Ted’s preferences over goods 1 (fuel) and 2 (food) are described by a utility function u(x1, x2) and satisfy non-satiation and convexity. For Ted, both fuel and food are normal goods.

  • Define the compensating variation of a price increase.
  • A fuel tax t is introduced raising the price of fuel from p1 to p1 + t. The price of food is unchanged. Illustrate the effect of the fuel tax on Ted’s budget constraint and on his uncompensated demand for fuel.
  • To prevent protests over the rise in the price of fuel, the government gives Ted and others like him the compensating variation of the fuel price increase. Illustrate the effect of this on Ted’s demand for fuel. Can Ted’s fuel consumption be higher than when the price of fuel was p1?


Pedro is an expected utility maximizer with a utility function u(W) = 2√
W, where W denotes wealth. Pedro’s initial wealth is 36, but he faces a risk of flood damage of 20 with a probability of 1/2 and no damage otherwise.

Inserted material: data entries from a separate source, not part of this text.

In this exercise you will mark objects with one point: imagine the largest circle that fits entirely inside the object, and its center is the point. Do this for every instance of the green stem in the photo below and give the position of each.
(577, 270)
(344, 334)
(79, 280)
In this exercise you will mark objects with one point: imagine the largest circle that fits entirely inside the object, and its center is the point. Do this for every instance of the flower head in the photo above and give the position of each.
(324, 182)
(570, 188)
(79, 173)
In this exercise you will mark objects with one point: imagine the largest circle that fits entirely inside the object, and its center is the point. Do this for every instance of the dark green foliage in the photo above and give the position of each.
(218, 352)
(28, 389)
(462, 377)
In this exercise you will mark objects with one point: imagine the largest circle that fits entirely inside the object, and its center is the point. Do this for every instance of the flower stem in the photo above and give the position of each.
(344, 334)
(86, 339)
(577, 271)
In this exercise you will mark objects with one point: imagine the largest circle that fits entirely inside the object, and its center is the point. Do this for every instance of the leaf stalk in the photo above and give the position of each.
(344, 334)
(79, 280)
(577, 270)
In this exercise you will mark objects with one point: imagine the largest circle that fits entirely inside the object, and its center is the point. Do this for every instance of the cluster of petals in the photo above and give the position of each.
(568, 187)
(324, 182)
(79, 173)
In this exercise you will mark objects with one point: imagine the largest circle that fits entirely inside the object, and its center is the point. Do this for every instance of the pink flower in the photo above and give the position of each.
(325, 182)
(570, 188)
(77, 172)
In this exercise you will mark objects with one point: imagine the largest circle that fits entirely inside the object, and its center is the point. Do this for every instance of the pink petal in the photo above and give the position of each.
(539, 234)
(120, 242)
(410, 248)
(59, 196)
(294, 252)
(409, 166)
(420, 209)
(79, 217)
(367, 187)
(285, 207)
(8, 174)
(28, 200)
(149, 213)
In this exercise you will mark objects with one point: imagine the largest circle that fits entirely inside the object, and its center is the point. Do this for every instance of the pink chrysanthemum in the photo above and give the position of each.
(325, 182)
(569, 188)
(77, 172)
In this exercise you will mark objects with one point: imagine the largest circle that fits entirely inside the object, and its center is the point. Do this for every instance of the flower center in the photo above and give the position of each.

  • Calculate Pedro’s expected utility and his expected wealth without insurance. Find his certainty equivalent and use it to explain why Pedro is risk-averse.
  • Pedro can buy insurance at a premium p per unit. How much insurance will Pedro buy if premium p =1/2? Illustrate Pedro’s situation in a state-contingent income space diagram, clearly indicating Pedro’s wealth in the two states before and after purchasing insurance.
  • Pedro’s situation can be viewed from two perspectives.

Perspective A: Wealth 36 and loses 20 with probability 1/2if it floods
Perspective B: Wealth 16 and gains 20 with probability 1/2 if it does not flood

Briefly explain why some decision-makers may view these two perspectives of the same situation differently.